* RBI leaves repo rate at 7.25 pct; CRR stays at 4.00 pct
* Rupee weakens past 60 as RBI guides for return to
* Cbank chief says opposes sovereign bond issue
* RBI cuts India GDP growth forecast to 5.5 pct from 5.7 pct
By Suvashree Dey Choudhury and Tony Munroe
MUMBAI, July 30 (Reuters) - India left interest rates
unchanged, but the rupee lost 1.8 percent against the dollar in
its deepest plunge in more than a month as investors worried
that further measures will be needed to support a currency that
is teetering close to a record low.
The dovish tone struck in the Reserve Bank of India's policy
statement had caused the rupee to sag, but it then crumpled when
Governor Duvvuri Subbarao poured cold water on chances for a
sovereign bond issue to help plug a yawning current account gap.
"In the Reserve Bank's view, the cost of a sovereign bond
issue, especially in the current juncture, outweighs benefits,"
Subbarao told reporters after delivering the final monetary
policy statement of his five-year tenure, unless it is extended.
As expected, the RBI left its policy repo rate
at 7.25 percent and held banks' cash reserve ratio
at a record low 4.00 percent, but said it will roll back recent
liquidity tightening measures when stability returns to the
currency market, enabling it to resume supporting growth.
Bond investors were initially cheered by that stance, but
lost heart once they saw the rupee begin to slide.
The partially convertible rupee tumbled past the
symbolically significant 60 per dollar, ending the day at 60.47.
"There were no rupee supportive measures in the policy, like
a hike in the policy rate," said Navin Raghuvanshi, associate
vice president at Development Credit Bank.
Earlier this month, the RBI took steps to tighten market
liquidity and push up short term interest rates in order to make
it harder to speculate against the currency after it hit a
record low 61.21 to the dollar on July 8.
"Markets will test the RBI again ... and possibly this will
provoke new RBI measures," said Dariusz Kowalczyk, senior
economist for Asia excluding Japan at Credit Agricole CIB in
Hong Kong. "The bank's credibility is at stake now that it is
targeting primarily the currency."
Subbarao is in a tough position.
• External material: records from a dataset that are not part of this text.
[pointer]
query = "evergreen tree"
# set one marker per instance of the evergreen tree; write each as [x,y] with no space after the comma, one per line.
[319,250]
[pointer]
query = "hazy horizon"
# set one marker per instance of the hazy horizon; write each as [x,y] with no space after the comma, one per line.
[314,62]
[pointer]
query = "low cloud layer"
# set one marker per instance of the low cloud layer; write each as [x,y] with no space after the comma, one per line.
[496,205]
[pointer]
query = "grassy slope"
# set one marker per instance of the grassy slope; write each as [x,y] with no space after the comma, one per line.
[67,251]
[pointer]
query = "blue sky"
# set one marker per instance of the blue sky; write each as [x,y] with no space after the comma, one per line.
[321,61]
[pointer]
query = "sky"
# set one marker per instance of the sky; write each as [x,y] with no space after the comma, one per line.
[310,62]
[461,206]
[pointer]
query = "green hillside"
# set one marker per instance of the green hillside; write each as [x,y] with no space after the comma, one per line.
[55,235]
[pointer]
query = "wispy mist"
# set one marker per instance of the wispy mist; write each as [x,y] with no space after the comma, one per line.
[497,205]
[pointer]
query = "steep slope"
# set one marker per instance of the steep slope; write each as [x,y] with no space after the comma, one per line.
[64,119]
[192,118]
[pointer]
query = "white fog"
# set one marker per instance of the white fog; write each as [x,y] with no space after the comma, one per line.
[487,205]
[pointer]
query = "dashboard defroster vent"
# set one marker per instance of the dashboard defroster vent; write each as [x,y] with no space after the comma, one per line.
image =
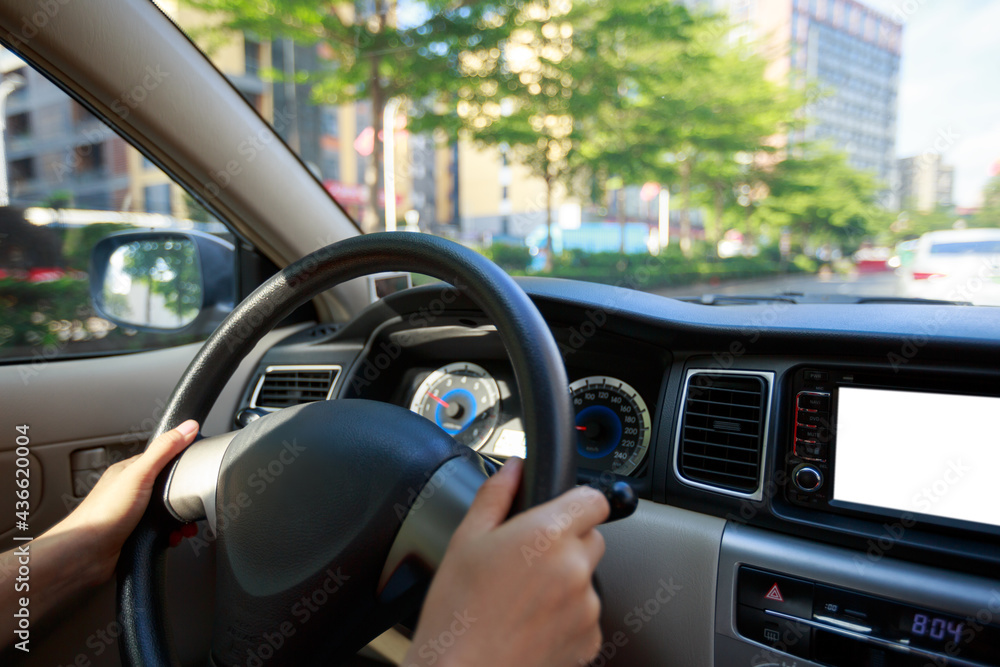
[723,431]
[285,386]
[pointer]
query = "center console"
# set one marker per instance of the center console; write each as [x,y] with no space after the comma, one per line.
[910,448]
[786,601]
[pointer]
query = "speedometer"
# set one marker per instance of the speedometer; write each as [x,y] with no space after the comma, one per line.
[612,424]
[461,398]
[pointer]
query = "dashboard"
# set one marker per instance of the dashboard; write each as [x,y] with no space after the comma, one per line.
[820,478]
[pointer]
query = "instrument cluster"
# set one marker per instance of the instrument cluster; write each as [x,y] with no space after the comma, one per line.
[613,423]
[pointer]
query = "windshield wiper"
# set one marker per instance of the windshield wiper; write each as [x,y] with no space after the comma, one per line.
[801,298]
[730,299]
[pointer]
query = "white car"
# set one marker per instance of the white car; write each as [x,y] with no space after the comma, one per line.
[955,265]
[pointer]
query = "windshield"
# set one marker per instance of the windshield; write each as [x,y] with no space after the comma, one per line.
[686,148]
[974,247]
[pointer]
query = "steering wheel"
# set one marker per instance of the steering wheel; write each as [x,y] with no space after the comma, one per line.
[315,507]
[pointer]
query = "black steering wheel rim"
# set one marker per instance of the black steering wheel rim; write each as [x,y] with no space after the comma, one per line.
[538,369]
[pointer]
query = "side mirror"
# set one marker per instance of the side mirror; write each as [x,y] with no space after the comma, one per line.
[163,281]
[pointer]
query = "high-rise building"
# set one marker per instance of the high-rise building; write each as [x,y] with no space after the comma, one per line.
[844,51]
[56,151]
[925,183]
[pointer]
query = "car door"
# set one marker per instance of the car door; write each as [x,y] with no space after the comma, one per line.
[80,392]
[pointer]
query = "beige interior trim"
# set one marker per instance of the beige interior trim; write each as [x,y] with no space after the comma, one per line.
[190,119]
[660,570]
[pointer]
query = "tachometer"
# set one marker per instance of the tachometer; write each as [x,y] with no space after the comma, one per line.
[461,398]
[612,424]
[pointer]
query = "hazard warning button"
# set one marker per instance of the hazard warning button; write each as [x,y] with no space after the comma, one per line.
[768,590]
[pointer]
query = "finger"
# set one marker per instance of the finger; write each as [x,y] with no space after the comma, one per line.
[593,546]
[576,512]
[493,501]
[163,449]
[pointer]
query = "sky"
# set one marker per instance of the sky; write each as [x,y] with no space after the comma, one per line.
[949,88]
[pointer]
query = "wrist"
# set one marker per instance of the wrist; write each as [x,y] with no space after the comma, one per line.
[79,554]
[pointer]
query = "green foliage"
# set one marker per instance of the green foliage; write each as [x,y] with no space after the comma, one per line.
[508,257]
[989,214]
[820,198]
[911,224]
[370,56]
[590,95]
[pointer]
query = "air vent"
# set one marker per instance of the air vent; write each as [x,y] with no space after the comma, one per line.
[285,386]
[723,430]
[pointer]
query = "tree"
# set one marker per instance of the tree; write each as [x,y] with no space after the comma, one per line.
[989,214]
[374,56]
[819,197]
[730,109]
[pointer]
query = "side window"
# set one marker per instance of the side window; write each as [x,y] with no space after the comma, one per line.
[67,183]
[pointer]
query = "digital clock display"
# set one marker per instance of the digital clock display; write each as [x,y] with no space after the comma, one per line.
[935,628]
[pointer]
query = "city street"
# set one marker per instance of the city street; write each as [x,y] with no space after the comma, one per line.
[870,284]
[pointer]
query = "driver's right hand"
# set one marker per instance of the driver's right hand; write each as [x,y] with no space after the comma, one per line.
[517,592]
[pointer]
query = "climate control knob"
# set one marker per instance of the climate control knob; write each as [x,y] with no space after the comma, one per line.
[807,478]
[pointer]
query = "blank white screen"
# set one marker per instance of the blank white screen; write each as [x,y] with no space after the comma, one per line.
[936,454]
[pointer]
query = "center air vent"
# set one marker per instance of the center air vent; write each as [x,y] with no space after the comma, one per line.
[285,386]
[723,429]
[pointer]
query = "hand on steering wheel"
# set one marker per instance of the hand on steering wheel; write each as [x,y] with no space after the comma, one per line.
[516,592]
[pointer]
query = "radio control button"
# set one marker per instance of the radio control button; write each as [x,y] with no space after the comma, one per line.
[814,451]
[818,419]
[807,478]
[813,434]
[811,401]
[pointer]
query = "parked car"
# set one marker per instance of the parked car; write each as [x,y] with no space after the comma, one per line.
[954,265]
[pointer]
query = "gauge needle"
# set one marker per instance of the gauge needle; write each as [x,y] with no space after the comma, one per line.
[443,403]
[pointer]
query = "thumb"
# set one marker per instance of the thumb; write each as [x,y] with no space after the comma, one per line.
[493,501]
[162,450]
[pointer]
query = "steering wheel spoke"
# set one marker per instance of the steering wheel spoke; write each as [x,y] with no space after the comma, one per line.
[192,483]
[334,494]
[435,514]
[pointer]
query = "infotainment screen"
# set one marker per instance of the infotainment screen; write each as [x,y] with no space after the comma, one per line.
[918,452]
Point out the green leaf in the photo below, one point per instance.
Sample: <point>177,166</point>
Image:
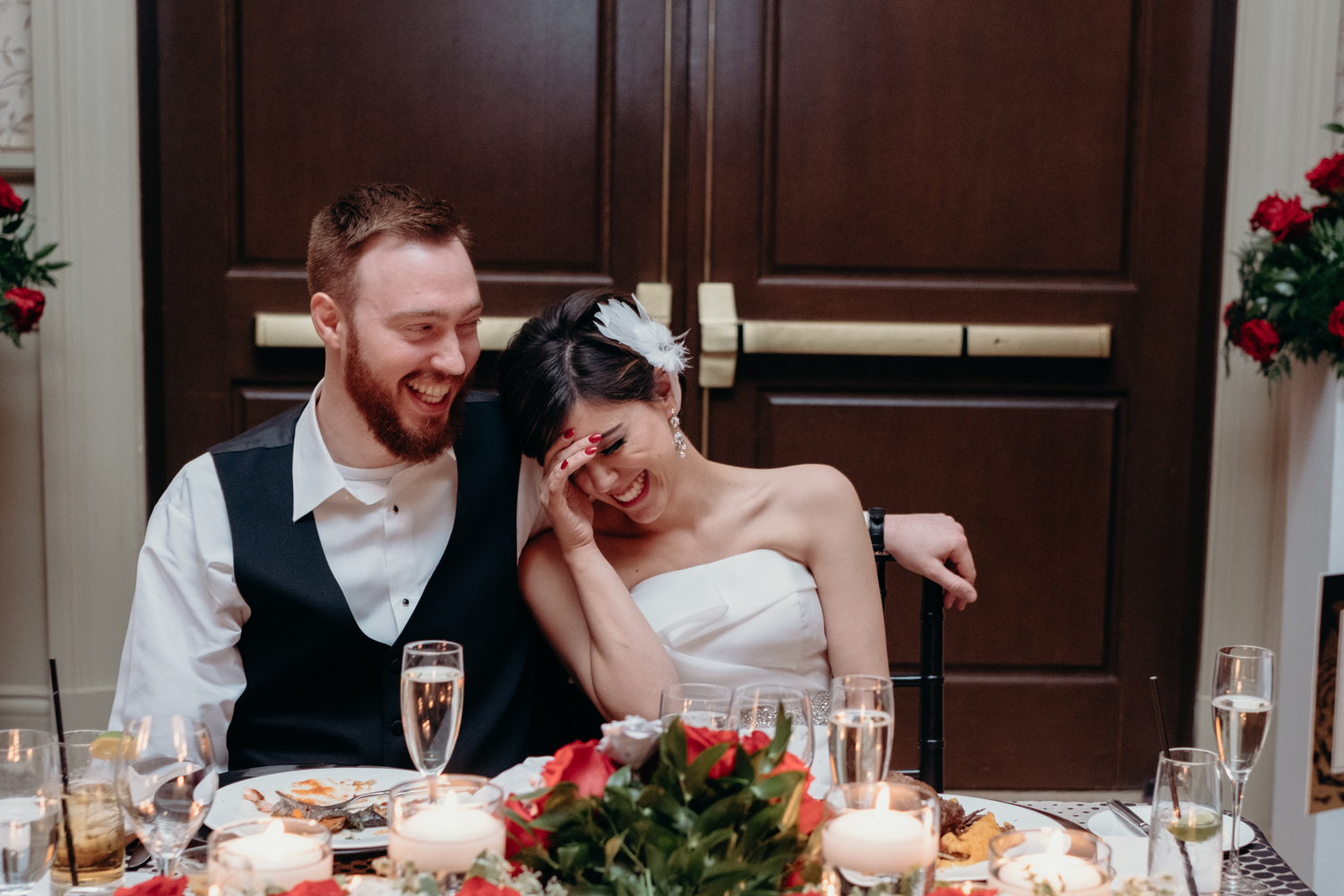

The rupee has given up all
the gains since the RBI's rescue measures on July 15, which came
at the cost of squeezing corporate borrowers and crimping
India's already weak growth outlook.
The longer the squeeze goes on the more likely it becomes
that commercial banks will have to raise their lending rates --
dealing another blow to an economy that grew at a decade low of
five percent in the last fiscal year.
Pratip Chaudhuri, the chairman of State Bank of India, the
country's largest bank, said his own bank would take a decision
in two or three weeks.
On Tuesday, the RBI cut its growth forecast for Asia's
third-largest economy to 5.5 percent from 5.7 percent for the
current fiscal year.
Subbarao said that, had the currency been stable, the growth
and inflation balance would have allowed for sticking with a
monetary easing stance.
"India is currently caught in a classic 'impossible trinity'
trilemma whereby we are having to forfeit some monetary policy
discretion to address external sector concerns," Subbarao said.
Subbarao repeated his call for the government to take urgent
steps to bring down a current account deficit that hit a record
4.8 percent of GDP in the last fiscal year.
However, New Delhi has struggled to implement measures to
attract foreign corporate investment, and with elections due by
May, Prime Minister Manmohan Singh's weak coalition government
has limited room for pushing through further reforms.
Officials in New Delhi said Finance Minister P. Chidambaram
would likely hold a news conference on the economy on Wednesday.
Chief Economic Adviser Raghuram Rajan said the government
was considering various ways to narrow the current account
deficit, including expanding exports.
The current account gap makes India especially vulnerable as
global investors move away from emerging markets in anticipation
of a winding down of loose U.S. monetary policy.
"Most external vulnerability indicators have deteriorated,
eroding the economy's resilience to shocks," Subbarao said.
Turkey, Brazil and Indonesia have all raised rates to
counter capital outflows.
Indian policymakers will be hoping the U.S. Federal Reserve
doesn't spark a fresh surge in flows away from emerging markets
when it holds its policy review this week.